Jesus’ point in both Matthew 11 and Luke 12 isn’t to knock Mary down a peg. It’s to hammer home that, although Jesus is the fulfillment of God’s promise to the House of David, the kingdom of God isn’t going to go the way that Israel and Judah’s royal house went. Membership in this new dynasty is based not upon blood or marriage, but upon faith, so that “to all who received him, who believed in his name, he gave power to become children of God” (John 1:12). That’s the point Jesus is making in Matthew 12: we are all invited into Jesus’ family, through faith. Slowly, Jesus’ followers will realize that this “all” includes even Samaritans and Gentiles, and that this new house “shall be called a house of prayer for all peoples” (Isa. 56:7).
But what does this mean about the role of Mary? Think back to Luke 11:27-28. The woman in the crowd was thinking along bloodlines when she cried out, “Blessed is the womb that bore you, and the breasts that you sucked!” And so Jesus responds, “Blessed rather are those who hear the word of God and keep it!” In saying that, it might sound as though he were saying, “Mary is not blessed,” but that can’t be right. Elizabeth, filled with the Holy Spirit, had earlier proclaimed, “Blessed are you among women, and blessed is the fruit of your womb!” (Luke 1:42). So Mary is blessed as the Mother of God. But the point here is that her blessedness isn’t because of bloodlines. Rather, it’s because of faith, which is why Elizabeth continued, “Blessed is she who believed that there would be a fulfilment of what was spoken to her from the Lord.”

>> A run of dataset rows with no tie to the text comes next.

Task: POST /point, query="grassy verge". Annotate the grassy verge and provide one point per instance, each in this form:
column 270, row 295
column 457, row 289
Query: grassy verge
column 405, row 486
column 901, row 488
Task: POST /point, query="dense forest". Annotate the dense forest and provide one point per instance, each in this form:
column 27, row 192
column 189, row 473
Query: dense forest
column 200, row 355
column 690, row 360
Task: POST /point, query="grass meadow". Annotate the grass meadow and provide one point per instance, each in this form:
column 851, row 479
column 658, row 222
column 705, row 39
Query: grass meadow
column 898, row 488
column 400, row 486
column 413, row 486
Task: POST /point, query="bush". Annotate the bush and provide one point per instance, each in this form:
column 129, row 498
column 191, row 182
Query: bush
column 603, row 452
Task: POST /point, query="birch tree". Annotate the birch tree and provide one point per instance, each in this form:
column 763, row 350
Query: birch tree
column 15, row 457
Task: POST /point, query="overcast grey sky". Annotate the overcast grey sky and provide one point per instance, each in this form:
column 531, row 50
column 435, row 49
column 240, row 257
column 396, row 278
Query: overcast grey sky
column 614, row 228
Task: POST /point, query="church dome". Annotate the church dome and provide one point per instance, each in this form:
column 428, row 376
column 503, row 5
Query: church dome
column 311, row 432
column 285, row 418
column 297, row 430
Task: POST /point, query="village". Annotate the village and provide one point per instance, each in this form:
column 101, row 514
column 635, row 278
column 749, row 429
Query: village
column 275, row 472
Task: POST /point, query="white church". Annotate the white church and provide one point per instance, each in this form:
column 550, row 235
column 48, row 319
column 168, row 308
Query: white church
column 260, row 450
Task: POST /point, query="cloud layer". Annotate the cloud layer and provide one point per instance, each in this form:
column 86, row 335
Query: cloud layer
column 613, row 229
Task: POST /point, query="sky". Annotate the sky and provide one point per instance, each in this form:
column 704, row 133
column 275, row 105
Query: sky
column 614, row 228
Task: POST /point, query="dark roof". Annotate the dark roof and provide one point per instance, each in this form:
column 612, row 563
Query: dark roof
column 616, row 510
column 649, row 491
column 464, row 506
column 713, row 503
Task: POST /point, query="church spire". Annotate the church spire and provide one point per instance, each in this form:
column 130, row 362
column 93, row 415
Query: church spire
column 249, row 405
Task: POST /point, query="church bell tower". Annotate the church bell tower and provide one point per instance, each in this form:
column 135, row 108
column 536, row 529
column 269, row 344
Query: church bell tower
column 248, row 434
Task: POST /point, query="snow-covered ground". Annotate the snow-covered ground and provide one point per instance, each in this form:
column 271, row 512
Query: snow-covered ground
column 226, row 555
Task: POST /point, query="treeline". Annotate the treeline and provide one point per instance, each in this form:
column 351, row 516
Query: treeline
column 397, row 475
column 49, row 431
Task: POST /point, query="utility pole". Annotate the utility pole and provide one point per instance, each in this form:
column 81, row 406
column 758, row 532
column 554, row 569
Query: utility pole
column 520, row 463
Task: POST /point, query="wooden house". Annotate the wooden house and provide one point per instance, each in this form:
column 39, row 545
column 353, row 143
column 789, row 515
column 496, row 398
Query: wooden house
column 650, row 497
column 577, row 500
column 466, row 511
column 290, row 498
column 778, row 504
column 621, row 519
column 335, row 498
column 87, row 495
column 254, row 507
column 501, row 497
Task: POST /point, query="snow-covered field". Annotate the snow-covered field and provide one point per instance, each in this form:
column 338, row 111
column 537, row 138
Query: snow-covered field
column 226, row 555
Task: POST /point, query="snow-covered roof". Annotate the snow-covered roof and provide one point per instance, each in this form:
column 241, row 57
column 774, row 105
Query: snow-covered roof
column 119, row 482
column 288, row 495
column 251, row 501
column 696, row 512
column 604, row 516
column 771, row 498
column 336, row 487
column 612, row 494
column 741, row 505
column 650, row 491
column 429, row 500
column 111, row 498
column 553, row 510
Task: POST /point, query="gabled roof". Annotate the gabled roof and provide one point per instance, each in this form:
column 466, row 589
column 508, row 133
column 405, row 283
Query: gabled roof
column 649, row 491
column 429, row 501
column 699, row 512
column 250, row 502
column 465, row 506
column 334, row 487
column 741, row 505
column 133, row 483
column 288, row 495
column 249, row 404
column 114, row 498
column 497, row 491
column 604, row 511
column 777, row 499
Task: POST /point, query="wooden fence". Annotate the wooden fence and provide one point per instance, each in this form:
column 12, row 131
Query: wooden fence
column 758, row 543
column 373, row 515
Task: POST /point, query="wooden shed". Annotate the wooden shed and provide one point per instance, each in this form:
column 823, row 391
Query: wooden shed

And so Mary has a true maternity—not merely along bloodlines, but even more importantly, in faith. Part of what it means to enter the family of Jesus is that Mary becomes our mother, too, even though we’re non-relatives. Hanging upon the cross on Good Friday, “Jesus saw his mother, and the disciple whom he loved standing near, he said to his mother, ‘Woman, behold, your son!’ Then he said to the disciple, ‘Behold, your mother!’ And from that hour the disciple took her to his own home” (John 19:26-27). This is more than simply ensuring that Mary has someone to look after her. Jesus is telling Mary to now think of the Beloved Disciple as her son, and for him to think of her as his mother . . . even though John’s biological mother is right there at Calvary (Matt. 27:56). Lest we think this was true only of the Beloved Disciple, and not of all beloved disciples, Revelation 12 depicts the Queen of Heaven as the mother of Jesus (Rev. 12:5) and says that “her offspring” are “those who keep the commandments of God and bear testimony to Jesus” (v. 17).
So it’s true that, in one sense, Jesus is putting Mary “in her place” in Matthew 12 and Luke 11. It just happens that her “place” is as his mother in faith, and as the mother of Christians. “Blessed is she who believed”!